Eligible children can receive immunizations for free at many different Vaccines for Children locations across the county, ranging from South Routt Medical Center in Oak Creek to Northwest Colorado Health to Pediatrics of Steamboat Springs, including the satellite office in Hayden, to Memorial Regional Health Family Practice on Curve Court in Steamboat Springs.

More VFC information is available at CDC.gov/vaccines/programs/vfc/index.html.

Childhood shots can be given and information recorded from multiple locations into the statewide Colorado Immunization Information System (CIIS), so Colorado parents do not have to carry a paper record for immunizations. Parents from outside Colorado moving into the state do need to bring their children’s immunizations records from the other state to the first vaccine appointment in Colorado, Smith said.

Smith recommends that families find a medical home or primary care provider for their children for sick and well-child visits, which is why local medical providers participate in the free vaccine program, Smith said.
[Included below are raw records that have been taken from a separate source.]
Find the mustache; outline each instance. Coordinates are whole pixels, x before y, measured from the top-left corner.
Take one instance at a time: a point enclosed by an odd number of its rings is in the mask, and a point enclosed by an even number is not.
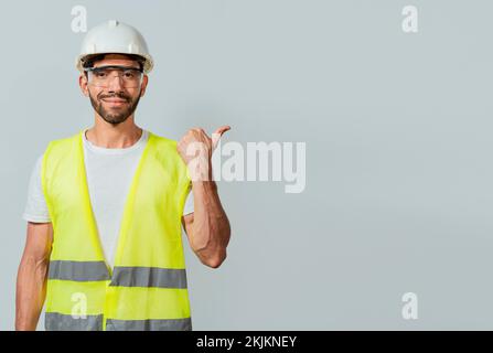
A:
[[[130,101],[130,97],[125,94],[121,94],[121,93],[115,93],[111,95],[105,95],[105,94],[98,95],[98,99],[105,99],[105,98],[119,98],[119,99],[124,99],[126,101]]]

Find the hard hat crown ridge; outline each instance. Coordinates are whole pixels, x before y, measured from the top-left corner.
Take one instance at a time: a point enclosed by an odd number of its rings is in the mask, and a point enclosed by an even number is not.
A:
[[[76,60],[76,67],[83,72],[88,57],[109,53],[142,57],[142,68],[146,74],[153,67],[153,60],[142,34],[136,28],[118,20],[106,21],[86,33]]]

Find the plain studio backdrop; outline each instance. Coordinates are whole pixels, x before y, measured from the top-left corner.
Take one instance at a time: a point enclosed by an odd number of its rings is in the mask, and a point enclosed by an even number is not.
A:
[[[408,4],[417,33],[401,28]],[[13,329],[34,162],[94,120],[75,6],[89,29],[118,19],[147,39],[139,126],[306,142],[302,193],[218,183],[233,228],[221,268],[183,235],[195,330],[493,328],[491,1],[57,0],[1,4],[0,329]]]

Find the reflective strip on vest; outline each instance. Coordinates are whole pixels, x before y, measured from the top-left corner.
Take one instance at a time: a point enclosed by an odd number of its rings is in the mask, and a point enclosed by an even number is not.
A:
[[[47,331],[101,331],[103,314],[74,318],[57,312],[45,312],[44,327]]]
[[[192,331],[192,319],[106,320],[106,331]]]
[[[118,266],[109,286],[186,288],[186,271],[184,268]]]
[[[105,261],[50,261],[49,279],[76,281],[110,279]]]

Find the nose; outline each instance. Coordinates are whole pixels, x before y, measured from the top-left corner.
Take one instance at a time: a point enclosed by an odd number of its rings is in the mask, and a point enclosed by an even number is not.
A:
[[[108,78],[108,90],[109,92],[122,92],[124,86],[121,84],[120,75],[114,75]]]

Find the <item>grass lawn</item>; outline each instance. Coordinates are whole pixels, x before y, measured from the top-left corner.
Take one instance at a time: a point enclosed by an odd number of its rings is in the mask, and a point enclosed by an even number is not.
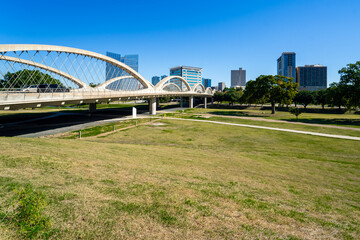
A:
[[[168,119],[0,138],[0,210],[31,184],[59,239],[359,239],[359,156],[358,141]]]
[[[188,113],[175,115],[175,117],[189,118],[189,119],[201,119],[201,120],[209,120],[209,121],[219,121],[219,122],[229,122],[229,123],[239,123],[239,124],[248,124],[248,125],[256,125],[256,126],[284,128],[284,129],[292,129],[292,130],[300,130],[300,131],[309,131],[309,132],[317,132],[317,133],[360,137],[360,131],[358,131],[358,130],[336,129],[336,128],[321,127],[321,126],[297,125],[297,124],[291,124],[291,123],[286,123],[286,122],[281,123],[281,122],[254,121],[254,120],[241,119],[241,118],[226,118],[226,117],[221,117],[221,116],[205,118],[201,114],[199,115],[199,114],[188,114]]]
[[[284,120],[290,122],[304,122],[304,123],[315,123],[315,124],[328,124],[328,125],[337,125],[344,127],[358,127],[360,128],[360,114],[354,113],[331,113],[331,109],[328,110],[330,113],[317,113],[303,112],[299,116],[299,119],[296,120],[296,117],[290,114],[288,111],[276,111],[275,114],[271,114],[270,109],[262,109],[261,107],[249,107],[243,109],[195,109],[194,112],[203,112],[211,113],[216,115],[225,115],[225,116],[240,116],[240,117],[261,117],[268,119]],[[318,111],[321,111],[317,109]]]

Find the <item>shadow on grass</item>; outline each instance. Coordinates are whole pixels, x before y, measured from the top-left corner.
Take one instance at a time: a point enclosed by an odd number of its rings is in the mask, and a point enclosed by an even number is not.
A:
[[[255,114],[249,114],[247,112],[239,112],[239,111],[215,111],[210,112],[210,114],[214,115],[222,115],[222,116],[236,116],[236,117],[268,117],[268,115],[255,115]]]
[[[325,118],[310,118],[310,119],[281,119],[288,122],[302,122],[324,125],[347,125],[360,127],[360,119],[325,119]]]

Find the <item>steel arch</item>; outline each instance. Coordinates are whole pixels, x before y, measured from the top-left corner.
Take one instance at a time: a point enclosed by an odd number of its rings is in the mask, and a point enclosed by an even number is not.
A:
[[[143,76],[141,76],[138,72],[136,72],[131,67],[126,64],[119,62],[111,57],[104,56],[99,53],[86,51],[78,48],[70,48],[63,46],[54,46],[54,45],[40,45],[40,44],[0,44],[0,52],[13,52],[13,51],[48,51],[48,52],[64,52],[64,53],[72,53],[87,56],[90,58],[99,59],[101,61],[110,63],[127,73],[129,73],[132,77],[138,80],[145,88],[153,89],[154,86],[146,80]],[[110,79],[111,80],[111,79]]]

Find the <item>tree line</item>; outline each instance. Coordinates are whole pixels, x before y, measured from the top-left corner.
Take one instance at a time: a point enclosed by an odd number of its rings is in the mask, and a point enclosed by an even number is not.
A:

“Payment should not be a barrier to immunizations,” Smith said. “We always need to educate people that programs exist with a lot of coverage in our county and to take advantage of them to make sure kids are fully vaccinated. Routine childhood immunizations should always be on the radar of parents.”

Families who want to check if their children are Colorado Medicaid eligible can view online at Benefits.gov/benefit/1621.

One VFC program caveat: children whose existing health insurance covers the cost of vaccinations are not eligible for VFC vaccines, even when a claim for the cost of the vaccine and administration is denied for payment by the insurance carrier because the plan deductible has not been met.